Lighthouse applies network throttling to emulate the ~85th percentile mobile connection speed even when run on much faster fiber connections.

The mobile network throttling preset

This is the standard recommendation for mobile throttling:

  • Latency: 150ms
  • Throughput: 1.6Mbps down / 750 Kbps up.
  • Packet loss: none.

These exact figures are defined in the Lighthouse constants and used as Lighthouse's throttling default. They represent roughly the bottom 25% of 4G connections and top 25% of 3G connections (in Lighthouse this configuration is currently called "Slow 4G" but used to be labeled as "Fast 3G"). This preset is identical to the WebPageTest's "Mobile 3G - Fast" and, due to a lower latency, slightly faster for some pages than the WebPageTest "4G" preset.

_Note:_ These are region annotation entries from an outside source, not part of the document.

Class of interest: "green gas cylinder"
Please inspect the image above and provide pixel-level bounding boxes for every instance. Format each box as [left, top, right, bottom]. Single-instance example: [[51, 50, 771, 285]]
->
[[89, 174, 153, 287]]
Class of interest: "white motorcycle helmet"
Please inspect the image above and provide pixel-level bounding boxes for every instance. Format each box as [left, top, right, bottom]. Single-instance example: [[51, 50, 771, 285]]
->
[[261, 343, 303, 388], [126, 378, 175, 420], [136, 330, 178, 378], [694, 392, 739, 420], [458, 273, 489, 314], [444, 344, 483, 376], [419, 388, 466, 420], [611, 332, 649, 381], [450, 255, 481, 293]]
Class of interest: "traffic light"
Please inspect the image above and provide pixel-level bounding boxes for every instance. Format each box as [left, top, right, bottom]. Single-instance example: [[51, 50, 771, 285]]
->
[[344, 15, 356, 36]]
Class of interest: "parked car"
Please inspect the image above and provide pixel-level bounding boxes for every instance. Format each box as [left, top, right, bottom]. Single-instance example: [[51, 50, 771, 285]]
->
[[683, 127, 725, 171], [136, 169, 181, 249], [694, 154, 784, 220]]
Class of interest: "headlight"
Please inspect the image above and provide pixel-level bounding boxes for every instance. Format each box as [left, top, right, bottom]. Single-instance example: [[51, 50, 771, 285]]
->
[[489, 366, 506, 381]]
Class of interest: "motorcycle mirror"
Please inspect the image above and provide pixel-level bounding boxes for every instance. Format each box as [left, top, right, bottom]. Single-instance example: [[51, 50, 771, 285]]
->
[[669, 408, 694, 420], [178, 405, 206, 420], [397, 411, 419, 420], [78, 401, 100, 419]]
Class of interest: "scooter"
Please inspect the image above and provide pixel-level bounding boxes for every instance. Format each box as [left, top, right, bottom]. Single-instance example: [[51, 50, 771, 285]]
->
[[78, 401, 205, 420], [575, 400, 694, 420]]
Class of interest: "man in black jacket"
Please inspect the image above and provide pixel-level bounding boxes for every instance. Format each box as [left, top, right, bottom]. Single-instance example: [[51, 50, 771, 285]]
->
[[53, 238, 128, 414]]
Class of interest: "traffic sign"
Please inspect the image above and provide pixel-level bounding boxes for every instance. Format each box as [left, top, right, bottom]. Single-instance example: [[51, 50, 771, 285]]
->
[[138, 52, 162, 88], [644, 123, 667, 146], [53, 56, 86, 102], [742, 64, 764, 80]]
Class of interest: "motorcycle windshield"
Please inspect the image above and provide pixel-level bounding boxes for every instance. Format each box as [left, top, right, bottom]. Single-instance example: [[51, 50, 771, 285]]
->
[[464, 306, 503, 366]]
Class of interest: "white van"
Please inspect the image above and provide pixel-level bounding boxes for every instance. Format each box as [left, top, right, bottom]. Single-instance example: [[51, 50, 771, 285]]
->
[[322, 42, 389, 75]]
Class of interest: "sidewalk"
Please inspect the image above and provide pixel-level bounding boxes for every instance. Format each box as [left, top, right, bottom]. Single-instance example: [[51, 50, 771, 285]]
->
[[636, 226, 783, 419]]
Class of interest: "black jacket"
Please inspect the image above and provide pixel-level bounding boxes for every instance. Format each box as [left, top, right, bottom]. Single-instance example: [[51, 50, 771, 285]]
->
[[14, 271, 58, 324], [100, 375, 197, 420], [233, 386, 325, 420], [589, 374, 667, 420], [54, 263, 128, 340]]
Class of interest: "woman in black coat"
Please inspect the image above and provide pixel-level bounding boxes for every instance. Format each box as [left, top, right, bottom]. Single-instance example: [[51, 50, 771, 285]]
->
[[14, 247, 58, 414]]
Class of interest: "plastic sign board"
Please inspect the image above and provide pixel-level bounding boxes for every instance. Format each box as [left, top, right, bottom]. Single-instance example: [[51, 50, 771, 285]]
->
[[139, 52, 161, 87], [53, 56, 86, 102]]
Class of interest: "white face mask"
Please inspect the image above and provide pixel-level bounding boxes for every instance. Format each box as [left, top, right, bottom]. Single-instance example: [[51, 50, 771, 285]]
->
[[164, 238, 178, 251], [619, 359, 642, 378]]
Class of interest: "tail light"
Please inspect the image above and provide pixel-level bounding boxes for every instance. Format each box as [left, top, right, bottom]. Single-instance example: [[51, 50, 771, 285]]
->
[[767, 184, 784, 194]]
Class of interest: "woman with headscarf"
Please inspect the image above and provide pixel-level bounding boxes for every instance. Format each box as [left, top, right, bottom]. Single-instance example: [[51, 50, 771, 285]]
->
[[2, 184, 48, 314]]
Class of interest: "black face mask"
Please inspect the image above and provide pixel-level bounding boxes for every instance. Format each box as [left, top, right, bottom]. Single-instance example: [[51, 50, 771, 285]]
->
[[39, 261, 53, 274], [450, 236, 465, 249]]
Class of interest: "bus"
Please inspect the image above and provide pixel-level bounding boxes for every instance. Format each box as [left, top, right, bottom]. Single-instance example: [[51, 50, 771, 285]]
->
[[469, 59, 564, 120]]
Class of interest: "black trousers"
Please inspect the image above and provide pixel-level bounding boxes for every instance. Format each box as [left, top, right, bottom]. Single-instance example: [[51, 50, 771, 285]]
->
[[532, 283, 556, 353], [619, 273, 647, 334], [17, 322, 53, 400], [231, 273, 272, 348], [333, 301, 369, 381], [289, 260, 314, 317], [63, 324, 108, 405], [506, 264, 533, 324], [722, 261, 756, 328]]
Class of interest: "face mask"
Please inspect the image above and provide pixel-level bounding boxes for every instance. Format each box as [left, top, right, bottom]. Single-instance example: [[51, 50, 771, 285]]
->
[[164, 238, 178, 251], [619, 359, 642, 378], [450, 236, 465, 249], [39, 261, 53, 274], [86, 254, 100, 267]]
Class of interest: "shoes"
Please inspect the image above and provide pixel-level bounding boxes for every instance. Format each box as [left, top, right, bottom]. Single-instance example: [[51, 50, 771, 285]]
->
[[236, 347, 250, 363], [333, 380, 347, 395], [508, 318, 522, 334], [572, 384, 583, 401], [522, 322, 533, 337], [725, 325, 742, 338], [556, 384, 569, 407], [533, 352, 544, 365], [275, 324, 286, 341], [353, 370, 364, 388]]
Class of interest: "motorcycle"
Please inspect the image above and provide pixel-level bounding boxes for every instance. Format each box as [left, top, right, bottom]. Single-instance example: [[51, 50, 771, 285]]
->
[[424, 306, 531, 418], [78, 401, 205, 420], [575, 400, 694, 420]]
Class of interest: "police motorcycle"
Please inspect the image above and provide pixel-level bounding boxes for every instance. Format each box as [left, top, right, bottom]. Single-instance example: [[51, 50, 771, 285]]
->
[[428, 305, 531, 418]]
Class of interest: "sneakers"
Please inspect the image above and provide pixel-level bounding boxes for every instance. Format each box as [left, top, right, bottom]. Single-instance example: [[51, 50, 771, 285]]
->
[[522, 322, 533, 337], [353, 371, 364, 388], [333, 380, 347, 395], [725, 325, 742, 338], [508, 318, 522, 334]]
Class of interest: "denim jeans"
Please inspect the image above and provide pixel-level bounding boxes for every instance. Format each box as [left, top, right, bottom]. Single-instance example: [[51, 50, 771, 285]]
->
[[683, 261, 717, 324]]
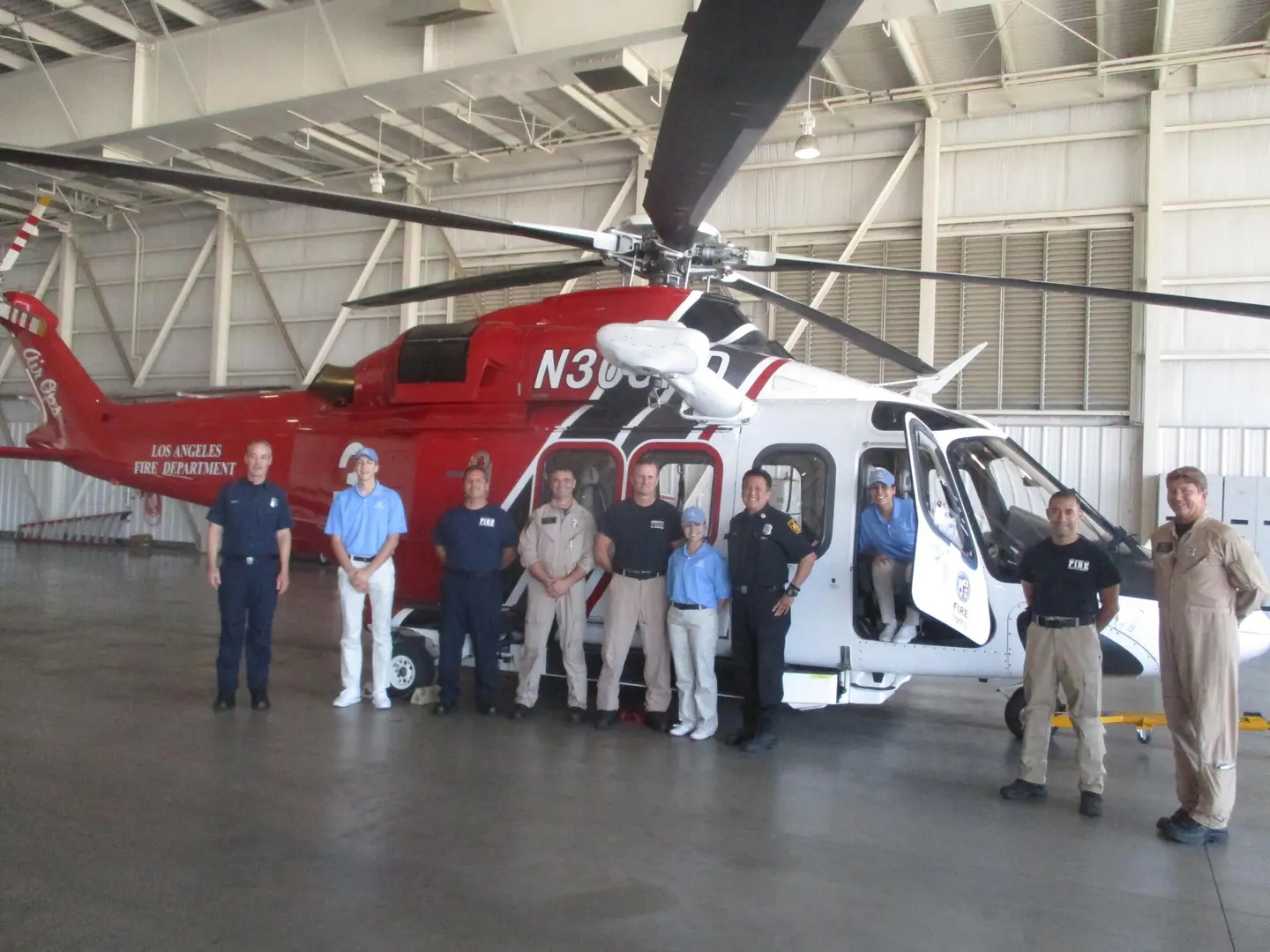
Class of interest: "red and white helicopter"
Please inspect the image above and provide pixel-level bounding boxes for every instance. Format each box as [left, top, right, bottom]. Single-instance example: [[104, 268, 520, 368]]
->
[[0, 0, 1270, 727]]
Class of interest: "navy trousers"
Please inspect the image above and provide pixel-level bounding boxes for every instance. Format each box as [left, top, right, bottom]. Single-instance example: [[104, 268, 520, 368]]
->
[[216, 557, 280, 690], [438, 571, 503, 707]]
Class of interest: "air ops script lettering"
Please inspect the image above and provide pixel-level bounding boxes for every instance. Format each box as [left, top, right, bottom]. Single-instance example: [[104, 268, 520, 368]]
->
[[534, 346, 649, 390], [132, 443, 237, 477]]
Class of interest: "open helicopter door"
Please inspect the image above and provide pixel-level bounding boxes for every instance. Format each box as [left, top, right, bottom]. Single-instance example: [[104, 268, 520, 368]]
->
[[904, 413, 992, 645]]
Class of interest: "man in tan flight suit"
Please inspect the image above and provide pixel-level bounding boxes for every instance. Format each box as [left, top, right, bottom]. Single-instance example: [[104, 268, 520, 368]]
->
[[1151, 465, 1270, 843], [512, 467, 595, 724]]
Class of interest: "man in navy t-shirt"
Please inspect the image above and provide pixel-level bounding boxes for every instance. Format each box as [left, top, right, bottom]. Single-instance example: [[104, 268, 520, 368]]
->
[[432, 465, 517, 715]]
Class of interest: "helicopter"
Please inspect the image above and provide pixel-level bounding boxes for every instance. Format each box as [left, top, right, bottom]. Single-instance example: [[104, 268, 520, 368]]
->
[[0, 0, 1270, 729]]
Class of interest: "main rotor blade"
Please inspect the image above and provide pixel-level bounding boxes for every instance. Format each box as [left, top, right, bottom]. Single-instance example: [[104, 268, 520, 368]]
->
[[644, 0, 861, 250], [742, 254, 1270, 320], [344, 260, 609, 307], [0, 145, 616, 250], [720, 274, 938, 377]]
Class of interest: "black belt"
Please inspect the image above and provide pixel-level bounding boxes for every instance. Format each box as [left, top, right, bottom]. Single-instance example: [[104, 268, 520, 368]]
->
[[1033, 614, 1097, 628], [617, 569, 666, 582]]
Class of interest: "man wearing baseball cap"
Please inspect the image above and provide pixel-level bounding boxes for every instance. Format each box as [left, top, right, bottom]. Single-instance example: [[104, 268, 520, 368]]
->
[[326, 447, 405, 710], [666, 505, 731, 740], [856, 465, 921, 645]]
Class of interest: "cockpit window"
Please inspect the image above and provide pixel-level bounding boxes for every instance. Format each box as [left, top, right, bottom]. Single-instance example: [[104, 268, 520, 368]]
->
[[947, 436, 1117, 580]]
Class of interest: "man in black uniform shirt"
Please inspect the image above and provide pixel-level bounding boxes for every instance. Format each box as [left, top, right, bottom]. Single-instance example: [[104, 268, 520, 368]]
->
[[595, 464, 684, 731], [728, 470, 815, 754], [207, 439, 291, 710], [1001, 490, 1120, 816], [432, 465, 517, 715]]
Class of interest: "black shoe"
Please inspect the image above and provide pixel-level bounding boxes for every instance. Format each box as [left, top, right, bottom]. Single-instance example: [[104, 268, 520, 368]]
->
[[1155, 806, 1190, 830], [1001, 779, 1046, 802], [1160, 814, 1230, 845], [741, 731, 779, 754], [644, 710, 675, 733]]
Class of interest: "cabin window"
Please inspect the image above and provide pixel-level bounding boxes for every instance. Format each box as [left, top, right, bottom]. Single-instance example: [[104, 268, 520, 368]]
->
[[754, 444, 834, 556], [398, 321, 476, 383], [534, 444, 623, 525], [631, 445, 720, 539]]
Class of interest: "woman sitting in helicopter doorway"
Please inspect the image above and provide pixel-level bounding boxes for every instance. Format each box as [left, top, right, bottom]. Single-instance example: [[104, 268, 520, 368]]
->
[[856, 465, 921, 645]]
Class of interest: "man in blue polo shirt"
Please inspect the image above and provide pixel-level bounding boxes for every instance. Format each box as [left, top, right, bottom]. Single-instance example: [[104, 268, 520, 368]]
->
[[207, 439, 291, 710], [432, 465, 517, 715], [856, 465, 921, 645], [326, 447, 405, 710]]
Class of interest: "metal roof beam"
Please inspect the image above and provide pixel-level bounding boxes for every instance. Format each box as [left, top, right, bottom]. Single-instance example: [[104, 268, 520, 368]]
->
[[886, 19, 938, 115], [0, 11, 89, 56], [992, 3, 1019, 72], [1152, 0, 1176, 89], [49, 0, 151, 43]]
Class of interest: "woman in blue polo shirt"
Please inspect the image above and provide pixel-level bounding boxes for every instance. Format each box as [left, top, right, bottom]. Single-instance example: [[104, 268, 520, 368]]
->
[[856, 465, 921, 645], [666, 505, 731, 740]]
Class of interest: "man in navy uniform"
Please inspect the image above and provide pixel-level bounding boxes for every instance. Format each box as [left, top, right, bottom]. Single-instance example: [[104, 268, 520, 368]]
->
[[432, 465, 517, 715], [728, 470, 815, 754], [326, 447, 407, 710], [207, 439, 291, 710]]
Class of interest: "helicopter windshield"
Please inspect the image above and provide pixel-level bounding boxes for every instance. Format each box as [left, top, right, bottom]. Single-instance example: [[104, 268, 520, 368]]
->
[[947, 436, 1120, 580]]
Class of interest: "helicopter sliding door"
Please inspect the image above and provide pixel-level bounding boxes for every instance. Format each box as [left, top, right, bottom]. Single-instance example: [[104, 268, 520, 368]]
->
[[904, 413, 992, 645]]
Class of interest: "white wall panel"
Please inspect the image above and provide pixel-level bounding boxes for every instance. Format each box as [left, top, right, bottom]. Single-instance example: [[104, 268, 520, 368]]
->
[[1002, 423, 1142, 531]]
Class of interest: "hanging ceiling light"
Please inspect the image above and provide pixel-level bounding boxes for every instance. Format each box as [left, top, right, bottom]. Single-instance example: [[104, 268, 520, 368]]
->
[[794, 78, 820, 159]]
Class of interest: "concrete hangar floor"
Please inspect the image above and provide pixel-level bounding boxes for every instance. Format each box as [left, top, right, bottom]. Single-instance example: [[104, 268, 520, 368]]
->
[[0, 542, 1270, 952]]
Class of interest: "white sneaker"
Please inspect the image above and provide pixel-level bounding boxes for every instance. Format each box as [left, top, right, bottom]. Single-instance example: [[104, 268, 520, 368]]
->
[[892, 624, 917, 645]]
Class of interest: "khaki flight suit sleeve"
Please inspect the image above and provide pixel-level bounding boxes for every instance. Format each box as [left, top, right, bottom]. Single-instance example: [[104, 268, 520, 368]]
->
[[1223, 532, 1270, 622], [517, 509, 542, 569]]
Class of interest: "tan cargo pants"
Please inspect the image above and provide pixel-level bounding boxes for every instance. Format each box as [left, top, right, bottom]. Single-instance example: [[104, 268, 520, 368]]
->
[[516, 579, 586, 709], [1160, 606, 1239, 830], [595, 574, 670, 710], [1019, 624, 1106, 793]]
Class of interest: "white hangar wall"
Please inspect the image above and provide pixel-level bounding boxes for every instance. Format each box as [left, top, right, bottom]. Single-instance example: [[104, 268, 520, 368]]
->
[[0, 85, 1270, 543]]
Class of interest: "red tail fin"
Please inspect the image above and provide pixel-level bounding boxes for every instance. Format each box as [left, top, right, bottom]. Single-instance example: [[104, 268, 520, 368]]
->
[[0, 291, 110, 450]]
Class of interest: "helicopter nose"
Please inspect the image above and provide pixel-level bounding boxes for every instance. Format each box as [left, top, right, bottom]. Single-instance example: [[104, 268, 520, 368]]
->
[[1239, 611, 1270, 661]]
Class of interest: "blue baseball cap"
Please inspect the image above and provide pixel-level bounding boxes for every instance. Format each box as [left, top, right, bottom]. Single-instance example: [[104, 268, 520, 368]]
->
[[679, 505, 706, 525], [869, 465, 895, 487]]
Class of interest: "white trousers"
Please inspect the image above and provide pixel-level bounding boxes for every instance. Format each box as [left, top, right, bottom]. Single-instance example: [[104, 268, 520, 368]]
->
[[872, 556, 922, 624], [666, 606, 719, 730], [339, 559, 396, 695]]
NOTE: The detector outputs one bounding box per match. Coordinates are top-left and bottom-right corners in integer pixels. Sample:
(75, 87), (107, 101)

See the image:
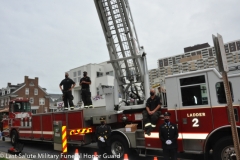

Types of network throttling

Within web performance testing, there are four typical styles of network throttling:

  1. Simulated throttling, which Lighthouse uses by default, uses a simulation of a page load, based on the data observed in the initial unthrottled load. This approach makes it both very fast and deterministic. However, due to the imperfect nature of predicting alternate execution paths, there is inherent inaccuracy that is summarized in this doc: Lighthouse Metric Variability and Accuracy. The TLDR: while it's roughly as accurate or better than DevTools throttling for most sites, it suffers from edge cases and a deep investigation to performance should use Packet-level throttling tools.
  2. Request-level throttling , also referred to as Applied throttling in the Audits panel or devtools throttling in Lighthouse configuration, is how throttling is implemented with Chrome DevTools. In real mobile connectivity, latency affects things at the packet level rather than the request level. As a result, this throttling isn't highly accurate. It also has a few more downsides that are summarized in Network Throttling & Chrome - status. The TLDR: while it's a decent approximation, it's not a sufficient model of a slow connection. The multipliers used in Lighthouse attempt to correct for the differences.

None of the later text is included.